Augusto dos Anjos



Vês! Ninguém assistiu ao formidável
Enterro de tua última quimera.
Somente a Ingratidão - esta pantera -
Foi tua companheira inseparável!

Sou incapaz de ter certeza sobre, mas tenho comigo a convicção de que estes versos - íntimos - atentem ao adjetivo - íntimos - são, juntamente, com Tinha uma pedra no meio do caminho/ No meio do caminho tinha uma pedra, de Carlos Drummond de Andrade, um dos mais conhecidos entre os brasileiros que ainda tenham um fio parco de memória literária. Aliás, nem tanto literária assim, porque de outra coisa posso ser incapaz de ter certeza, mas tenho comigo mais convicção que a anterior, que os brasileiros são destituídos desse tipo de memória. É uma memória popular, mesmo. Porque tais versos já se infiltraram na língua falada do povo, como de muitos outros poetas. A afirmativa é polêmica e certamente merece ser tratada como tal noutro momento que não este. 
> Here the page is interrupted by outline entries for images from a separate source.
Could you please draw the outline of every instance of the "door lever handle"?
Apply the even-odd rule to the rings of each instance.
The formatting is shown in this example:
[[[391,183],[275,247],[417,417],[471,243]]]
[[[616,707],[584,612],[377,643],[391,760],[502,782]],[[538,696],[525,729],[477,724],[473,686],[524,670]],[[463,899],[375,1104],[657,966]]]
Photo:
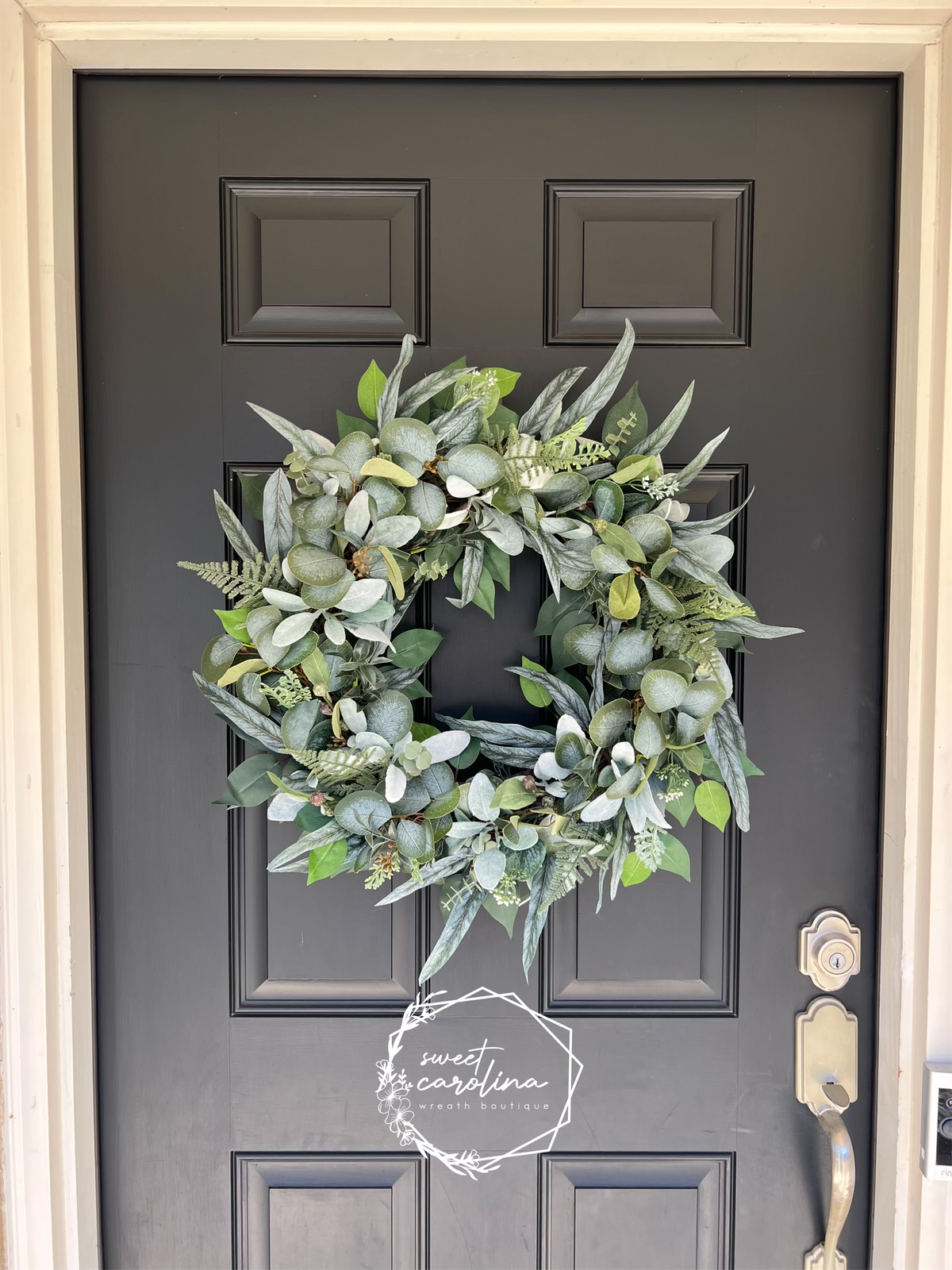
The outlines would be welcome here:
[[[796,1026],[796,1092],[830,1143],[826,1236],[803,1257],[803,1270],[847,1270],[836,1247],[856,1190],[856,1154],[840,1113],[857,1096],[857,1019],[835,997],[817,997]]]

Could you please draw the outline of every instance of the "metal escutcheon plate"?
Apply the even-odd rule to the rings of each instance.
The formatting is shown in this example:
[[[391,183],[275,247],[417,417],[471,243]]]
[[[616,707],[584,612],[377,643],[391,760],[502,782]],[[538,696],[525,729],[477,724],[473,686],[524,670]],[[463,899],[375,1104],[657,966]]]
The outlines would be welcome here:
[[[803,1270],[823,1270],[823,1243],[817,1243],[812,1252],[803,1256]],[[847,1259],[836,1248],[836,1270],[847,1270]]]

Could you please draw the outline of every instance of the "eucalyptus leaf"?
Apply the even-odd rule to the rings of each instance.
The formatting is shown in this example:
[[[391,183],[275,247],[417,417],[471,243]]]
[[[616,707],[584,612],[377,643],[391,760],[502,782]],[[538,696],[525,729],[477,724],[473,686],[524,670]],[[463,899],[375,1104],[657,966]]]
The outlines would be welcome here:
[[[645,705],[658,714],[677,710],[684,700],[688,685],[673,671],[646,671],[641,679],[641,696]]]
[[[631,726],[631,701],[626,697],[618,697],[602,706],[592,716],[589,737],[597,745],[605,749],[618,740],[625,729]]]
[[[505,856],[499,847],[481,851],[473,861],[472,871],[484,890],[495,890],[505,872]]]

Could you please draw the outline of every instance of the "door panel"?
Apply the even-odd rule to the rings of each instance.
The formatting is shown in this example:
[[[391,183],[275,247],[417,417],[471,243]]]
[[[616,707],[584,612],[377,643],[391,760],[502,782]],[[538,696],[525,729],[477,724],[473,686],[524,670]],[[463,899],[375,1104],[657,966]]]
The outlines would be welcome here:
[[[866,1264],[895,138],[886,79],[80,81],[107,1270],[802,1264],[826,1165],[797,928],[834,904],[864,941],[840,1246]],[[284,457],[246,401],[333,436],[409,330],[407,382],[465,353],[520,370],[524,406],[625,316],[652,420],[697,384],[671,462],[731,428],[692,514],[757,486],[731,580],[806,634],[735,665],[767,773],[743,842],[689,826],[691,884],[598,916],[588,883],[528,983],[520,922],[481,912],[430,984],[519,993],[585,1064],[555,1151],[473,1182],[395,1152],[373,1096],[437,899],[268,875],[286,829],[211,804],[240,747],[175,561],[221,558],[211,490],[240,511],[237,470]],[[547,655],[543,588],[528,552],[495,621],[429,588],[425,709],[537,721],[505,667]]]

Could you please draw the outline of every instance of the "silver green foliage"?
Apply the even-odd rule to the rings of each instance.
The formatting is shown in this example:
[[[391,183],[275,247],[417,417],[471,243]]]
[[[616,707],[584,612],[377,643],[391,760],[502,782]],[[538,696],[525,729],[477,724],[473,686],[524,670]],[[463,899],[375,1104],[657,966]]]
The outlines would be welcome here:
[[[481,908],[510,937],[524,911],[528,974],[551,906],[585,879],[599,906],[605,880],[614,898],[658,870],[689,879],[673,820],[748,828],[760,772],[727,658],[796,629],[763,625],[736,589],[722,531],[744,503],[692,519],[683,499],[727,432],[665,470],[693,385],[651,431],[636,384],[590,433],[632,344],[626,323],[570,404],[579,368],[522,414],[503,404],[519,376],[501,367],[461,361],[404,389],[410,337],[388,375],[372,362],[360,377],[363,418],[338,411],[336,441],[254,406],[292,451],[256,486],[260,532],[216,494],[231,555],[183,563],[232,606],[216,610],[195,682],[254,751],[218,801],[294,822],[272,871],[362,872],[380,904],[439,886],[421,982]],[[493,616],[527,547],[551,583],[536,630],[551,663],[510,669],[551,712],[537,726],[419,721],[443,638],[404,629],[419,588],[452,574],[449,602]]]

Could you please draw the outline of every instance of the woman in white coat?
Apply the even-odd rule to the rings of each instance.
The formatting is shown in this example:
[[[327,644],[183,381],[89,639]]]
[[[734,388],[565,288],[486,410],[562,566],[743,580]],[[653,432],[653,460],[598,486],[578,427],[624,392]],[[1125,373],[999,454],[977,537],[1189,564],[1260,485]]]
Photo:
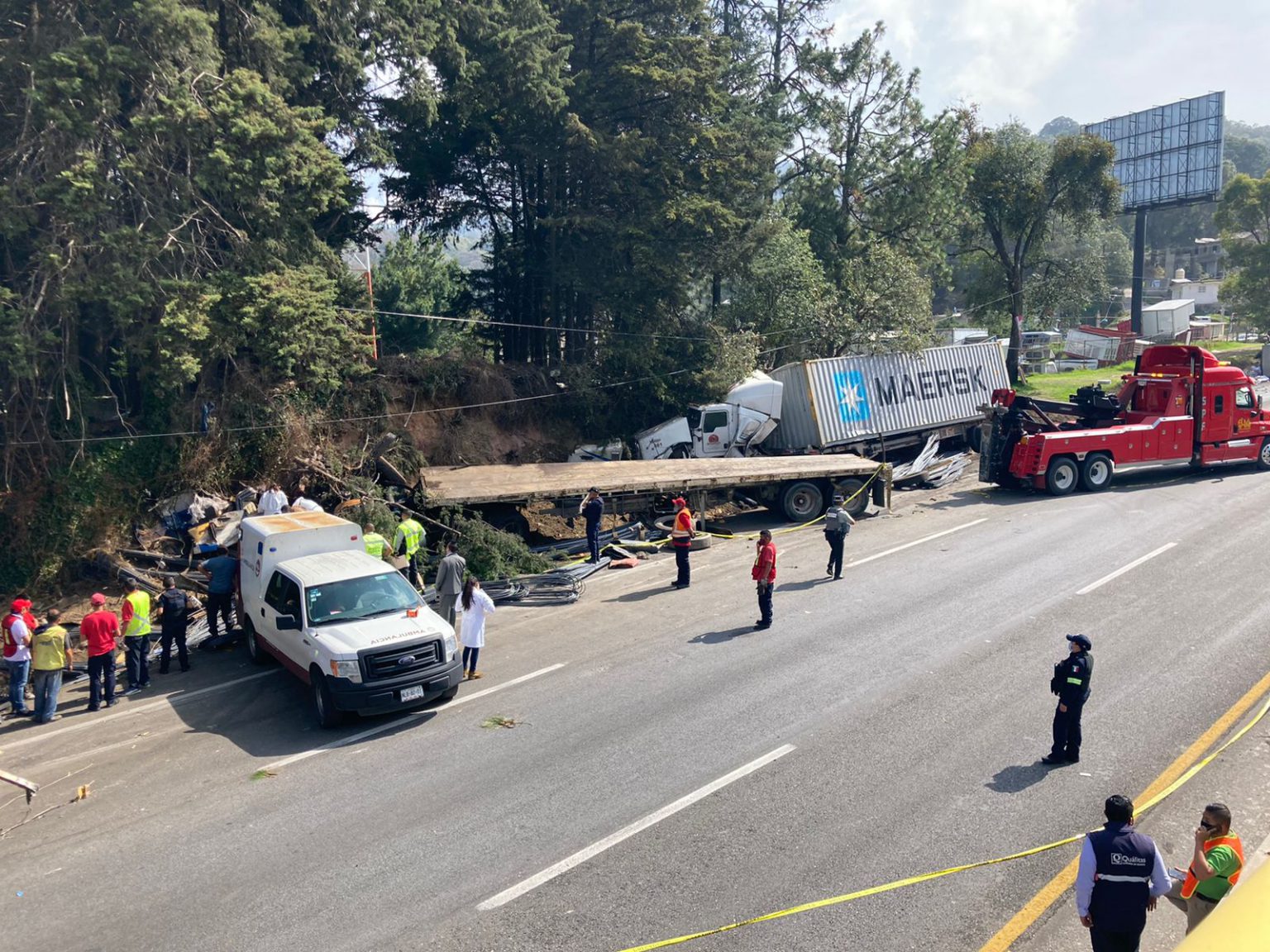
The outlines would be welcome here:
[[[464,645],[464,680],[475,680],[481,675],[476,671],[476,656],[485,647],[485,616],[494,613],[494,599],[480,589],[480,581],[469,576],[464,583],[464,614],[460,621],[458,640]]]

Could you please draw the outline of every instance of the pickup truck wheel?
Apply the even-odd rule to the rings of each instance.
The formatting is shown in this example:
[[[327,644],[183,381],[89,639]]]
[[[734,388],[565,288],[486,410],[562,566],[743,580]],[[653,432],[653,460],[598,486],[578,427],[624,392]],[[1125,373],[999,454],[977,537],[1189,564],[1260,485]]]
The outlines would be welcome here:
[[[864,480],[843,480],[834,487],[834,491],[841,493],[842,498],[847,500],[843,508],[852,515],[864,515],[869,508],[869,494],[864,491]]]
[[[314,692],[314,713],[318,717],[319,727],[338,727],[344,722],[344,712],[335,707],[335,698],[330,694],[326,678],[314,668],[310,671],[310,684]]]
[[[1115,467],[1106,453],[1090,453],[1081,463],[1081,487],[1086,493],[1101,493],[1111,485]]]
[[[1080,481],[1081,472],[1072,457],[1059,456],[1049,461],[1049,468],[1045,470],[1045,489],[1052,496],[1066,496]]]
[[[245,614],[243,616],[243,635],[246,641],[246,652],[255,664],[267,665],[273,660],[273,655],[264,650],[260,640],[255,635],[255,626]]]
[[[824,512],[824,490],[815,482],[799,480],[781,491],[781,509],[790,522],[808,522]]]

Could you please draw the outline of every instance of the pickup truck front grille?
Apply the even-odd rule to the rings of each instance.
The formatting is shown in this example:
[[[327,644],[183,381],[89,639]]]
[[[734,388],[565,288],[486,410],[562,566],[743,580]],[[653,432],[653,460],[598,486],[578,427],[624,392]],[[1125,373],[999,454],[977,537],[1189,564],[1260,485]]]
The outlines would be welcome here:
[[[411,645],[398,645],[396,647],[387,647],[362,658],[367,680],[400,678],[405,674],[432,668],[439,661],[439,641],[417,641]]]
Toma um fósforo. Acende teu cigarro!
O beijo, amigo, é a véspera do escarro,
A mão que afaga é a mesma que apedreja.

Os versos - íntimos são de Augusto dos Anjos, poeta tratado pela crítica tardia como singular. Não apenas porque a mesma crítica nunca conseguiu alocá-lo numa das gavetas literárias, mas porque a obra única deixada pelo paraibano, Eu, publicada numa tiragem por conta própria e ainda de dinheiro emprestado, constitui-se num marco nas literaturas de expressão portuguesa. Esses versos recortados são do soneto "Versos íntimos", um dos mais conhecidos do poeta - li-os ainda no ensino médio num livro didático que nunca estudei em sala e, como todo adolescente que lê Augusto dos Anjos, logo me encantei pelo poeta. Se Drummond foi-me um poeta que descobri já leitor, Augusto vem do principia de tudo. E tem uma singularidade que talvez seja a comum de todos os que o lê pela primeira vez: o gosto pelo mórbido é, sobretudo, um mergulho na parte mais cruel do que somos, para expô-la assim, toda nua, na poesia. O tom áspero, cru, revoltado, pessimista, uma linguagem que transborda o sentido da palavra evocada e, consequentemente, do próprio poema, é uma marca indelével do poeta paraibano.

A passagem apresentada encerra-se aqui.